Johannes vermeer – Vue de Delft, 1660, Mauritshuis, La Haye
La grande exposition Vermeer a ouvert ses portes cette semaine au Rijksmuseum à Amsterdam. Elle réunit les trois-quarts des œuvres connues du maître. On parle d’exposition du siècle…
Passionné d’art hollandais de cette période, je place Vermeer en premier dans ma hiérarchie personnelle de l’histoire de l’art. J’ai eu la chance, en 1996, d’assister à la précédente exposition du Sphinx de Delft qui se tint au musée du Mauritshuis à La Haye. Elle rassemblait la presque totalité des œuvres peu nombreuses de Johannes Vermeer et était qualifiée, elle aussi, d’exposition du siècle.
Lors de ma visite, accompagné par Flo, de cette grande exposition de 1996, Vermeer m'a inspiré un court récit sur le superbe tableau de la « Vue de Delft ».
« La clarté rase qui enveloppe la « Vue de Delft » est incroyablement lumineuse. Coincée entre l’immensité du ciel et l’eau sombre du canal, cette ville toute en longueur, comme une frise, aimantait le regard. Au premier plan du tableau, des petits personnages bavardaient sur la bande de sable rosée.
— Tu sens la respiration de la ville, dis-je à Flo ? Imprègne-toi de cette présence physique étonnante… Regarde bien les maisons, la muraille, les portes de la ville et le pont au centre.
Elle m’écoute, attentionnée.
— La matière des murs en briques et des vieilles pierres déformées est exprimée par des empâtements rugueux de différentes tonalités dispersés un peu partout… Tu distingues l’ondulation des tuiles sur les toits rouges dans l’ombre, sur la gauche ? Du sable a été mélangé exprès à la peinture pour donner du relief... Remarque ces bateaux très sombres à droite. L’aspect granuleux de leurs coques s’oppose fortement à la transparence lisse de l’eau. Le peintre les a bombardées de petits points lumineux clairs et de rehauts bleutés. N’est-ce pas que cette ville respire ?
Flo tentait de comprendre, soucieuse. Au bout d’un moment, elle se hasarda : « Tu as raison, elle vit… Cette lumière éparpillée un peu partout… C’est quoi le petit pan de mur jaune de Proust dont tu m’as parlé ? »

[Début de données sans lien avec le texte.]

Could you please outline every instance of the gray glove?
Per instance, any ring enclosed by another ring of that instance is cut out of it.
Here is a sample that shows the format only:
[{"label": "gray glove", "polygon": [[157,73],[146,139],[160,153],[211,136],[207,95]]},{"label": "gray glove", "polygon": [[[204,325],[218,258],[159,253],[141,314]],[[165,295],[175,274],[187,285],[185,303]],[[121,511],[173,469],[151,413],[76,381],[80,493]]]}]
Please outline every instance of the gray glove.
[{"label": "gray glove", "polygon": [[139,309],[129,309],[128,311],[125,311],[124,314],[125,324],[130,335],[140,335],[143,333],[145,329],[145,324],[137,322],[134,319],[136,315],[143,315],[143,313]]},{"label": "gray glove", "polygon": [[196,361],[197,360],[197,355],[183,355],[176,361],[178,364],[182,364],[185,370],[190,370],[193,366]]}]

On ne sait pas bien... C’est peut-être la fin du mur d’enceinte qui longe le canal, là, devant toi, à côté de la porte de Rotterdam sur la droite. À moins que ce ne soit tout simplement un de ces toits dorés, juste au-dessus, en pleine lumière.
Quelques instants encore, je contemplai la Delft du 17e siècle qui n’existe plus aujourd’hui. Vermeer n’avait peint qu’un seul grand paysage comme celui-ci, mais c’était un coup de maître unique. Aucun paysage de ses contemporains n’approchait cette luminosité exceptionnelle.
J’entraîne Flo dans les petites salles suivantes. Rien que des chefs-d’œuvre sur tous les murs. »
La « Vue de Delft » appartient au Mauritshuis à La Haye. Elle est la toile la plus recherchée du musée avec « La jeune fille à la perle » qui se trouve face à elle dans la même pièce. On pourrait rester des heures en immersion en ce lieu devant ces deux toiles du grand Johannes.
Pour les amoureux de Vermeer, j’ai remarqué que le magnifique catalogue de cette première exposition « Johannes Vermeer » consacrée uniquement à l'œuvre de mon peintre préféré, accompagné d'une superbe iconographie en couleur, pouvait se trouver aujourd’hui d’occasion pour 4 €… Incroyable !
Commentaires
Si dans mes rêves fou je pouvais acquérir
Un seul tableau de maitre assurément l'envie
D'admirer un Vermeer le reste de ma vie
Me comblerait demain vraiment sans coup férir !
Bonsoir cher Alain,
Ce peintre assurément me trouble infiniment et je serais bien incapable d'expliquer au delà de son immense talent ce quelquechose en plus parmi tous les autres grands Maîtres qui me fait l'aimer davantage.
Bises et Bonne nuit
Tu te demandes, Marlène, ce qui pourrait te faire aimer Vermeer davantage que d’autres peintres.
Je te conte brièvement ma première rencontre, histoire vraie, avec lui au Louvre devant La Dentellière. C’est un extrait de la première nouvelle de mon dernier recueil « Deux petits tableaux » :
« Une harmonie en bleu et jaune. La dentellière est penchée, attentive sur son ouvrage. Une délicate vibration lumineuse irrigue la toile dans ses moindres détails et fait chanter les couleurs. Des teintes complémentaires judicieusement juxtaposées se répondent entre elles et égayent l’œil : le bleu du coussin contre le jaune du corsage ; des fils blancs et rouges s’échappent du sac à couture et se déversent sur le tapis vert de la table. Les contours du visage et des mains du personnage sont peu marqués. Une impression de pas fini, peu courante dans la peinture de cette époque. Flou… Pareil que « L’Astronome », son voisin ? Des gouttelettes de peinture essaiment les fils colorés ainsi que le col du corsage.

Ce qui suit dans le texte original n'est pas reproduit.